Kappa agreement is supposedly an agreement made by chance as kappa is a statistical measure of an agreement which defines qualitative items mainly. It was invented by Cohen which was further elaborated by the studies of Martens, Prins and Strijbos that have indicated that kappa is an extremely strong index of calculation as it may undermine the chance value of an agreement even when there is are relevant points of firm agreement. It is also known as inter-rater or inter-annotator agreement.
There is a specific method of calculation to measure the kappa value. The magnitude of this measure is directly related to the scale of the agreement, that is, how high or low the agreement would be. Such a calculation may be derived for two observers in a tabular format. The calculation is supported by raw data provided in either numeric or alphanumeric terms. The agreement is evaluated with the help of the classification inputs that are presented in the ordinal (rank) or nominal (name-like) scales of measurement. Whatever the agreement type is, the independent variables are required to be entered discreetly and identified to find out the value of the weighted kappa.
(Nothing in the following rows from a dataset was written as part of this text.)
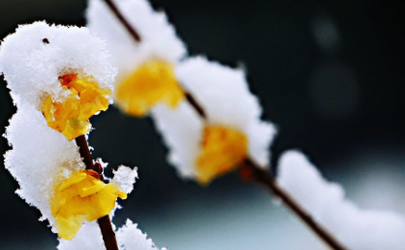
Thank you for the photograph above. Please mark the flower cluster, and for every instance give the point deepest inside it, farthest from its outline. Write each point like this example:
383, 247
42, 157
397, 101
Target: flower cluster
155, 76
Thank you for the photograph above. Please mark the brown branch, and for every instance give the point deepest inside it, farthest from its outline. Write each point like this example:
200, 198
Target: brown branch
258, 174
104, 223
131, 30
251, 171
135, 35
195, 105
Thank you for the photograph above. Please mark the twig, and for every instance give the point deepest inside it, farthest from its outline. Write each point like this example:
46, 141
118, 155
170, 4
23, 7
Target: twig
251, 171
258, 174
131, 30
104, 223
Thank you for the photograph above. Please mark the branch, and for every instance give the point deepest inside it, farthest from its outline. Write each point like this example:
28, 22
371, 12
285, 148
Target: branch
252, 171
104, 223
196, 106
131, 30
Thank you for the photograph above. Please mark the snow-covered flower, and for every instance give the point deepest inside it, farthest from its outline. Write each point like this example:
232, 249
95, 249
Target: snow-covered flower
325, 201
146, 68
204, 149
129, 237
58, 75
62, 71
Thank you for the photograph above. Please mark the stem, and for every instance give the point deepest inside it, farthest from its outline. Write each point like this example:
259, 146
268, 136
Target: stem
137, 38
104, 223
253, 171
131, 30
196, 106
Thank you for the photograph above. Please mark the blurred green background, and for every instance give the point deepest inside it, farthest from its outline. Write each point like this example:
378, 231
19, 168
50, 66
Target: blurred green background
330, 74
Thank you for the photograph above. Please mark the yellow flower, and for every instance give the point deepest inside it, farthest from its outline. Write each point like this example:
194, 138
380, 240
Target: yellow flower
222, 150
70, 117
82, 197
152, 83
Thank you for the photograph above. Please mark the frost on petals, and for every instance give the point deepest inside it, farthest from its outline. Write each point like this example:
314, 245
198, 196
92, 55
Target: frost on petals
224, 95
32, 67
40, 157
61, 71
325, 201
146, 76
159, 40
129, 237
125, 178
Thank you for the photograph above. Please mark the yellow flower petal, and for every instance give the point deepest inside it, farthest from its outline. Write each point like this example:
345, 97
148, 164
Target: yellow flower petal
152, 83
70, 117
82, 197
222, 150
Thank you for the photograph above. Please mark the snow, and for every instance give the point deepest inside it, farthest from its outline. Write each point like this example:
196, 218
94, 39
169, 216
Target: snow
356, 228
32, 59
125, 178
129, 237
159, 39
225, 97
39, 157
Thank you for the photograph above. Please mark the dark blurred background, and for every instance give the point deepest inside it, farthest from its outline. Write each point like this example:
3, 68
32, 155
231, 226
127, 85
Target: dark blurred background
330, 74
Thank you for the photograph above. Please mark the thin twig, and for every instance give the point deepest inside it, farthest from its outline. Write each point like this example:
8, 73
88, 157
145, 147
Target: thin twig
259, 175
250, 169
196, 106
104, 223
131, 30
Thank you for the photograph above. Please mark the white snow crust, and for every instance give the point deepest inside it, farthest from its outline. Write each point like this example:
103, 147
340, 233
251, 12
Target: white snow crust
159, 39
129, 237
356, 228
125, 177
39, 156
31, 65
225, 97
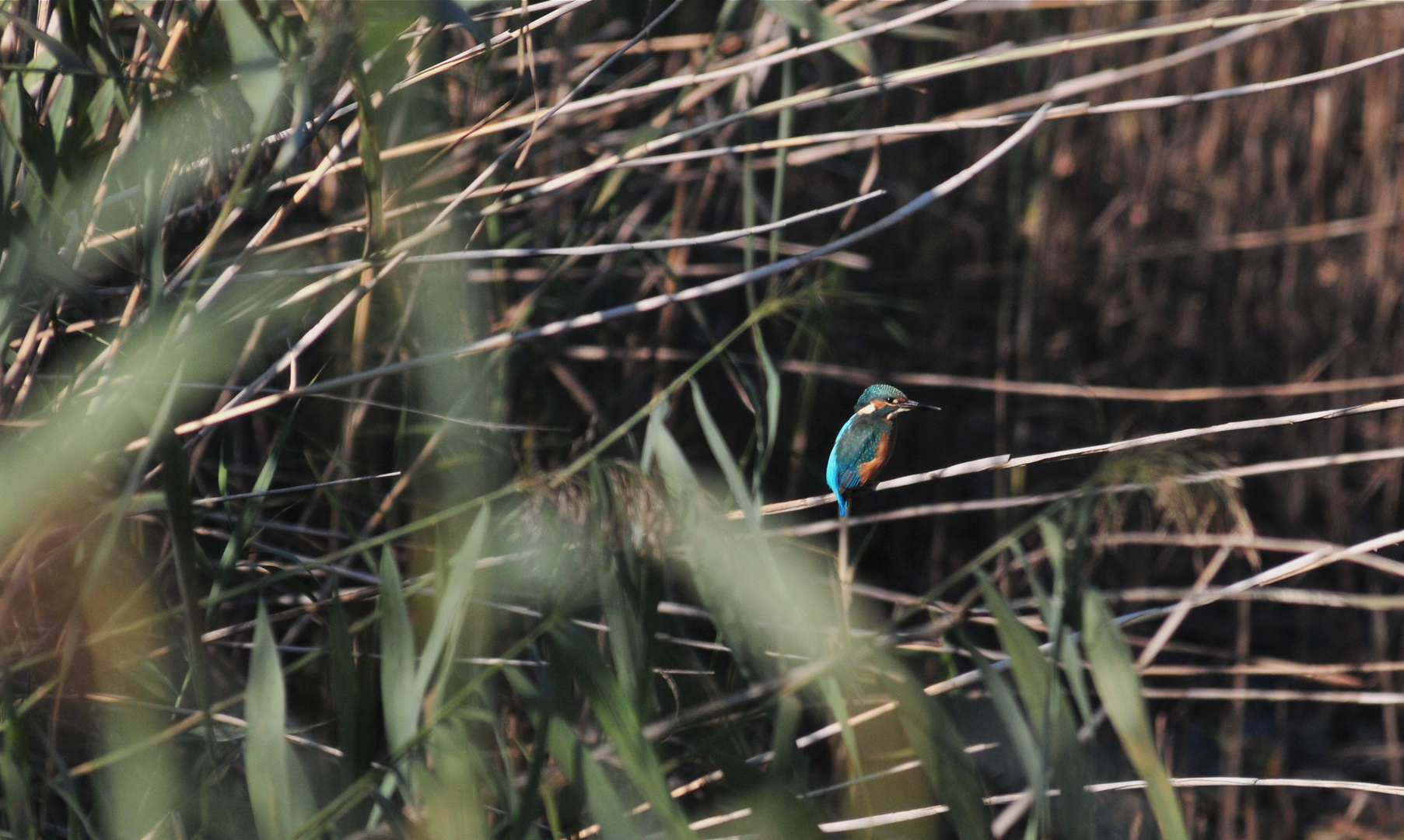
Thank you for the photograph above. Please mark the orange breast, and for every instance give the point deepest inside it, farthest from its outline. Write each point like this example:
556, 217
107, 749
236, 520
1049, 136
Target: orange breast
870, 470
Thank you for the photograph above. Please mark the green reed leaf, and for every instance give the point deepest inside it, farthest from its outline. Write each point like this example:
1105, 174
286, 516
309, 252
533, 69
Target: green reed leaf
278, 789
1118, 684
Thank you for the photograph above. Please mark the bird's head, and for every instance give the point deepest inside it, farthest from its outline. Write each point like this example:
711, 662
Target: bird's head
886, 402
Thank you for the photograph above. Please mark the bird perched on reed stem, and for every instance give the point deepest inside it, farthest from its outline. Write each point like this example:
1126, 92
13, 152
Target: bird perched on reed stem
863, 443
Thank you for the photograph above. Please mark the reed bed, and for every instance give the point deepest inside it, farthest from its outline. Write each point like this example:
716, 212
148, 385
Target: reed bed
413, 419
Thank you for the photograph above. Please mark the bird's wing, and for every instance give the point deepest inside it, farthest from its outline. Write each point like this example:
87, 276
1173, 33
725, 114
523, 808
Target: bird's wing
856, 444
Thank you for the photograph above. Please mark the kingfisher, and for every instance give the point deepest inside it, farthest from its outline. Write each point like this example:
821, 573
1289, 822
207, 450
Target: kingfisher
865, 441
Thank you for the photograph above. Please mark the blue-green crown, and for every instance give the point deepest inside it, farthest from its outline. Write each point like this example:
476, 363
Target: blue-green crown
884, 392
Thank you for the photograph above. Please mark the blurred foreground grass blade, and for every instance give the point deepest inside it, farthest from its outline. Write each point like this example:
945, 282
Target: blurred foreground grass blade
453, 803
938, 745
455, 589
1118, 684
629, 593
278, 789
582, 660
1048, 707
601, 800
1028, 747
723, 456
397, 681
807, 16
1032, 672
16, 800
256, 61
244, 526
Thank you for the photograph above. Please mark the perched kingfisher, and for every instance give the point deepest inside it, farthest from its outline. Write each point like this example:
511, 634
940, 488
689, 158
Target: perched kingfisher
865, 441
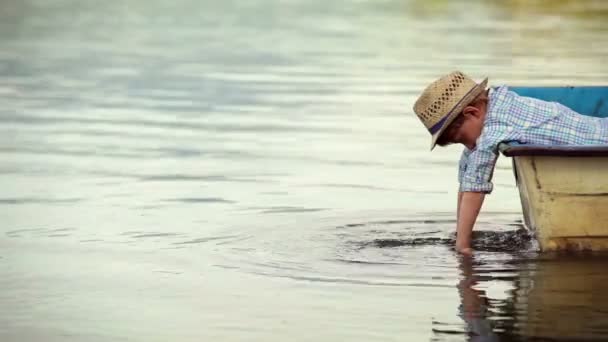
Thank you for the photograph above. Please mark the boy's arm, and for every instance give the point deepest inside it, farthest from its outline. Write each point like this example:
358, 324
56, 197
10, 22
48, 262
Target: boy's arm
468, 209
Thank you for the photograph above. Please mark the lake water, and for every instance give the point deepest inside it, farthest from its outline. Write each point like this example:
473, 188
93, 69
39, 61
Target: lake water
252, 171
The kappa statistic does not only qualify for an agreement. It also takes into account disagreements between two observers. However, it is not entirely driven by the degree of the disagreement or level of incongruence found in the rating of the two observers. It rather abolishes the use of degree and accounts only for the disagreement in totality wherein all disparities and deviations are counted as one single disagreement between the raters.
The index of the weighted kappa (k) is thus constructed with the following individual components that become factors of the final strength of the agreement:
The statistical value of k corresponding to the computed value found within the required zone of confidence interval, which is 0.5 or 95% in this case, hereby signifies that if it exceeds 0.40 to 0.60, the agreement is considered moderately strong and if it falls below 0.20, the agreement is regarded as poor. The hypothesis is tested in this manner either proving an alternative hypothesis or a null hypothesis.